CPPCC adviser Liu Guangfu told the gathering the shocking figure that government officials' rampant misuse of government-provided transport for private purposes was estimated to be costing at least 200 billion yuan a year. This is about the same amount — 218 billion yuan — that China's central and local governments project to spend on improving education in rural areas over the next five years.
Health care was another hot issue at the twin gatherings, with the problem of declining affordability being highlighted. According to a People's Net report during the NPC, health care's share of government spending declined from 6% in the early 1990s to 4.5% in 2004, adding that China's record of equality in access to health care was the fourth worst in the world (188th out of 192 countries).
NPC chairperson Wu Bangguo told the gathering that in the last year, his office had received 130,000 letters of complaint from the public. The issues most complained about were related to housing demolitions in the urban areas, unpaid fees for construction work and unpaid wages for rural-to-urban migrants.
Reporting on the NPC, the March 10 International Herald Tribune (which is published by the New York Times) commented that, "Few inside or outside China doubt that income gaps, particularly between rural and urban populations, have become so wide as to have become a threat to social stability. Abuse of power by local party officials to enrich themselves at the expense of the powerless has exacerbated the political dangers of the wealth divide. Meanwhile, much urban investment has been wasted on prestigious official buildings."
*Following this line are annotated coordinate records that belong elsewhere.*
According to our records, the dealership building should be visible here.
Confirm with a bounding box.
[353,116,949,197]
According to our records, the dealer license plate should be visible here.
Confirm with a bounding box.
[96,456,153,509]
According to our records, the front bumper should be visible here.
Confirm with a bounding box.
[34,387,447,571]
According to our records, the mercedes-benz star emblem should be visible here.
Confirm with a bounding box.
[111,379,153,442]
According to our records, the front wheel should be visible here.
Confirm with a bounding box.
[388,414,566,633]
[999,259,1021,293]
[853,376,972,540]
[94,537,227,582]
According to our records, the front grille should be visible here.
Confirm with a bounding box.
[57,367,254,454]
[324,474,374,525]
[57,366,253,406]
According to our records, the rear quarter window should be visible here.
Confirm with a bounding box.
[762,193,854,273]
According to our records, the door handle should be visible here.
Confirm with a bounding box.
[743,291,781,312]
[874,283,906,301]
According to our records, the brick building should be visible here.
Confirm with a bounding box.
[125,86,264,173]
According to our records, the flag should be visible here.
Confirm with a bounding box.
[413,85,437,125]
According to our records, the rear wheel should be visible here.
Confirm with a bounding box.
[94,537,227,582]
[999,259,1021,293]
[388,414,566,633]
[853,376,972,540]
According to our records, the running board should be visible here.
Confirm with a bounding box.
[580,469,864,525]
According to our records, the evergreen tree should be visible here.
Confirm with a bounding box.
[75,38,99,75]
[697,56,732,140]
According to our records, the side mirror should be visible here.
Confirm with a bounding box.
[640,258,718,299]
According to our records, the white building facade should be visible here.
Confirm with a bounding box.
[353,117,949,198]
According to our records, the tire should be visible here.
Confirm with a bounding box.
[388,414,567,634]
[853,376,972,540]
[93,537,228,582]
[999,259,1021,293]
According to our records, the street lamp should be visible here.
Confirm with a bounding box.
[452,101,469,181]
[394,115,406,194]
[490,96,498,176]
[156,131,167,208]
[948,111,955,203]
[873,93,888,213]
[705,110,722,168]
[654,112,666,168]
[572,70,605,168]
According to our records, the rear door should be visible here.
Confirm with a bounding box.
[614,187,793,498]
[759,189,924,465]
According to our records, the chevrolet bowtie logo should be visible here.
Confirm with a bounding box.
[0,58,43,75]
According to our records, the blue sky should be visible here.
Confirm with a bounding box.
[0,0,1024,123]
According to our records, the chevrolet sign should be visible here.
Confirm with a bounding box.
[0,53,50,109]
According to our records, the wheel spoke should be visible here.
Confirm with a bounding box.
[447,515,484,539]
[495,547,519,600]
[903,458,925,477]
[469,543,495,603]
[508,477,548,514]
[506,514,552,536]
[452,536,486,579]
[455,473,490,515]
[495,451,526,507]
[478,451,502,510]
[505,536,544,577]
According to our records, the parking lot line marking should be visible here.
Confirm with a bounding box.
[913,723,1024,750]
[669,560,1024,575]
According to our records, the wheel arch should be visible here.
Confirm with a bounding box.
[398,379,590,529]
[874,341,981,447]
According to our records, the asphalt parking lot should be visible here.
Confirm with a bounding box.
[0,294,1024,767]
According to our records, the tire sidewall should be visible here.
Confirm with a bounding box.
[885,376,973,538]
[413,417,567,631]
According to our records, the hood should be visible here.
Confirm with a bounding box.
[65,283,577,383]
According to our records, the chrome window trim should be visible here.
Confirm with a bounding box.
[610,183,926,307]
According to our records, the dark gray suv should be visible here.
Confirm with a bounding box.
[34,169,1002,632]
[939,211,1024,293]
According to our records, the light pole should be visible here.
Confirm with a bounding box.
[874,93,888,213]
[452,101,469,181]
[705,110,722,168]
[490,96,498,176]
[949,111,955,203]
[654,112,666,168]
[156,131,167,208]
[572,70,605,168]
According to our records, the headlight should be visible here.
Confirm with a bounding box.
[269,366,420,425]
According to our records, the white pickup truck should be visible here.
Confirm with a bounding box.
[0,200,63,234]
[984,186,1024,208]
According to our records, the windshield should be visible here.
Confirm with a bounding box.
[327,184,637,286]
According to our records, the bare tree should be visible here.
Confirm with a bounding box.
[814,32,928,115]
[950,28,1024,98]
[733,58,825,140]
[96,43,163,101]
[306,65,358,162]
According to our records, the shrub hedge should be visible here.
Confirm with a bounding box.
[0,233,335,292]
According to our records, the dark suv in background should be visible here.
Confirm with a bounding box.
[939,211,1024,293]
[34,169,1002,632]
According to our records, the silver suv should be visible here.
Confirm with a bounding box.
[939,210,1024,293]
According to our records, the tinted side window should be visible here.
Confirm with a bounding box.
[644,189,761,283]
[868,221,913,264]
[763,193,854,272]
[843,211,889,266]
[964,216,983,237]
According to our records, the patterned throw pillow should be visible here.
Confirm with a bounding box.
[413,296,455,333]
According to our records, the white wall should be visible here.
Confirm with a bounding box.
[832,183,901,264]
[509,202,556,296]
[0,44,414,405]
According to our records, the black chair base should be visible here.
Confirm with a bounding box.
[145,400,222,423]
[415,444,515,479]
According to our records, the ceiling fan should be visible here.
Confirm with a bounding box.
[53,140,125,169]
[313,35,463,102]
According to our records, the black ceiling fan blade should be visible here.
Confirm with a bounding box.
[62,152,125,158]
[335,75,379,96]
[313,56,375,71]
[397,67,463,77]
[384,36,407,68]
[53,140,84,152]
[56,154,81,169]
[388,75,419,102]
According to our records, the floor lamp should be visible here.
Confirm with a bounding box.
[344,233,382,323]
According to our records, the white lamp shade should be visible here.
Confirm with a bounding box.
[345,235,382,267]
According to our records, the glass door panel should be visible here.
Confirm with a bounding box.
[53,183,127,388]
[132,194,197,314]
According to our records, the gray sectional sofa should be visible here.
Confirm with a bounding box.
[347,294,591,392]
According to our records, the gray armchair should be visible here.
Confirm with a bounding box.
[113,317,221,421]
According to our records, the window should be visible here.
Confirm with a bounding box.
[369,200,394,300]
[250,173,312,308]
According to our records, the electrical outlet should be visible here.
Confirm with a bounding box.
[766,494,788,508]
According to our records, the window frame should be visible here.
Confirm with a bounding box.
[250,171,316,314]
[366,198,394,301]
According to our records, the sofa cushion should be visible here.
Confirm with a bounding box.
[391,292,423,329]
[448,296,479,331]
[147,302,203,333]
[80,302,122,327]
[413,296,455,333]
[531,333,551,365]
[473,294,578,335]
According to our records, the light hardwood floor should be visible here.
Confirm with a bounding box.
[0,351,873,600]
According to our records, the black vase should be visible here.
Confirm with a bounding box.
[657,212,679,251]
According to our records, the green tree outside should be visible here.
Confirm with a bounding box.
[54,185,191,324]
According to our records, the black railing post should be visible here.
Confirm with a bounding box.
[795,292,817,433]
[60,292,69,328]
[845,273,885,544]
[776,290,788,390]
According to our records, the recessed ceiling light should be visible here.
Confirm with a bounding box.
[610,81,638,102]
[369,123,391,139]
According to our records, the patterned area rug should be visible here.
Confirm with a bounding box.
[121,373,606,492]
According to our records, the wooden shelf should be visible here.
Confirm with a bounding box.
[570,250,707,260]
The IHT criticised Beijing's rulers for not privatising land ownership, claiming this would alleviate rural poverty by allowing peasants to sell the land they farm: "But no, a party that allows well-placed heads of state enterprises to become billionaires almost overnight and whose officials take land from the cultivators for sale for urban property development nevertheless sticks to its historical 'socialist principles' when it comes to farmers and their land." In reality, while all land in China remains nominally state property, since the early 1990s the right to use land has increasingly become tradeable. This trade in land use is now a multi-billion-dollar market.
From Green Left Weekly, March 22, 2006.